Norte y guía san Buenaventura,

vigoroso adalid del amor,

nos sumerge en la diáfana hondura

del secreto insondable de Dios.

El sello de la Universidad de San Buenaventura, que a un cierto momento tornose también en el blasón de la misma, tiene su origen en el sello usado por el Colegio Mayor de San Buenaventura existente durante el período virreinal y la primera época de la República, más exactamente desde su fundación (1708 hasta 1861), cuando desapareció la institución bonaventuriana por obra y gracia de decretos de exclaustración y desamortización, de Tomás Cipriano de Mosquera. 

Desaparecido el colegio, disueltos los religiosos, desparramados los archivos conventuales, nadie volvió a saber nada del sello institucional. En 1964, siendo Fray Alberto Lopera Trujillo, o.f.m., el Rector del restaurado Colegio Mayor de San Buenaventura – Facultad de Filosofía, y teniendo que presentar ante el Consejo de Estado la probanza de que la existencia del colegio se remontaba a la época colonial y había obtenido reconocimiento oficial como institución superior por parte de la autoridad real, entre los diversos documentos hallados y el descubrimiento de la cédula real aprobatoria, otorgada por el reyFernando VI, en el Fondo “Colegios” del Archivo Nacional de Colombia, apareció uno de esos documentos autenticados con el sello oficial del Colegio Mayor.

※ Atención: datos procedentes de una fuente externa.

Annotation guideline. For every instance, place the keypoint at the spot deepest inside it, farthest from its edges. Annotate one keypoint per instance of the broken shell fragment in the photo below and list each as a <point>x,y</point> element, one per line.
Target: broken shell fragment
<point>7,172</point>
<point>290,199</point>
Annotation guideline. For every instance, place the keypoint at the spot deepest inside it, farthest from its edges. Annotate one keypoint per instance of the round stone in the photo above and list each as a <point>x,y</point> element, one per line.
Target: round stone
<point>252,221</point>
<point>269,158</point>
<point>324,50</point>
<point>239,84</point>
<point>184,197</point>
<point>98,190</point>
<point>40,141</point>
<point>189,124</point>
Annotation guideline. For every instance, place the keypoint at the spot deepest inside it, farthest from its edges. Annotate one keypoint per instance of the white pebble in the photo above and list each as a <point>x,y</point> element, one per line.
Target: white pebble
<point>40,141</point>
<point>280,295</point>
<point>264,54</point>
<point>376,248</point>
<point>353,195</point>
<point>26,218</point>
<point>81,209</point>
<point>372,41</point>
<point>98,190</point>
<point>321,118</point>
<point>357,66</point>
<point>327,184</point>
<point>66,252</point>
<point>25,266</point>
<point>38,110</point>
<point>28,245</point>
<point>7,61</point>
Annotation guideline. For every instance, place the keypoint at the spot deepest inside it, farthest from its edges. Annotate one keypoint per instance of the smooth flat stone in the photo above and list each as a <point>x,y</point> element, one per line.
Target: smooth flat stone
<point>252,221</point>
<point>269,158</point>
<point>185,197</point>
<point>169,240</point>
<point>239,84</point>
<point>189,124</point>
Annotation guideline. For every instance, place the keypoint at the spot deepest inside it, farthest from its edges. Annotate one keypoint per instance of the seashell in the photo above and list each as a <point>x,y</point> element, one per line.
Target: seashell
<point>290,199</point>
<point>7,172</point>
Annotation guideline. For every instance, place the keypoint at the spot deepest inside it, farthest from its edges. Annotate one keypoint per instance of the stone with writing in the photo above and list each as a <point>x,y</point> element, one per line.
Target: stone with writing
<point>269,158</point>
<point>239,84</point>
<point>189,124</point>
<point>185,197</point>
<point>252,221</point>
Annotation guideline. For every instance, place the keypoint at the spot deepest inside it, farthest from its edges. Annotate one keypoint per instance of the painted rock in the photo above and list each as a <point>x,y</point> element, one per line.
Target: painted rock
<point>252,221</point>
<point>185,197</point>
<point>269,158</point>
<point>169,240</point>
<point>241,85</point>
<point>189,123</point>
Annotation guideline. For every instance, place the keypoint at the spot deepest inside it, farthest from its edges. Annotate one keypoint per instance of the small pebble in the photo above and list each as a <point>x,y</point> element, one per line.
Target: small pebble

Se trataba de un sello seco, en relieve, del cual se hizo una fotografía. 

Ésta poco o nada interesó por el momento en el Colegio Mayor de San Buenaventura, que estaba apenas en su período evolutivo de transformación en Universidad propiamente tal. Así se fue haciendo en Bogotá, en donde a la par que la Facultad de Filosofía (aprobada oficialmente por el Gobierno Nacional), se transformó en facultad el hasta entonces Estudio Teológico. 

Vinieron luego las seccionales de Medellín y Cali, y pocos supieron del antiguo sello. Integrado, empero, en 1974 a la seccional de Cali, el descubridor del sello y portador de su fotografía, propuso que fuera recuperado como símbolo de continuidad institucional, para lo cual bastaba hacerle leves enmiendas, como v.g. la de sustituir en la divisa los términos Collegii Maioris (Colegio Mayor), por el de Universitatis, o sea de la Universidad. 

La propuesta fue aceptada por las autoridades de la seccional caleña, que así venía a sustituir los sellos comunes y corrientes, de hechura comercial y sin identidad institucional. 

Encomendose entonces la factura del nuevo diseño (conservando los rasgos fundamentales del antiguo sello) a un notable artista payanés residente en Cali, el señor Livio Paz, quien harto se había acreditado ya con la estampilla conmemorativa del centenario de la Independencia de los EE.UU. de América, elaborada para la filatelia de Colombia en los talleres editoriales de Carvajal. 

Fue, pues, Livio Paz quien, en plumilla y tinta china, devolvió al Claustro Bonaventuriano tan importante símbolo. Más tarde, siendo rector general de la Universidad de San Buenaventura en Colombia el P. Fray Luis Javier Uribe Muñoz, o.f.m., el sello fue prohijado por todas las seccionales y se ha constituido así en el símbolo único y unificador de la entidad a nivel nacional. El señor Paz, entre los diversos aspectos positivos que tiene el sello como obra de arte, hizo todo el trabajo con lupa, a escala. 

Eso ha logrado que el sello pueda ser reproducido en cualquier tamaño y en cualquier material, sin que se deforme en el diseño o en las letras ninguno de sus elementos.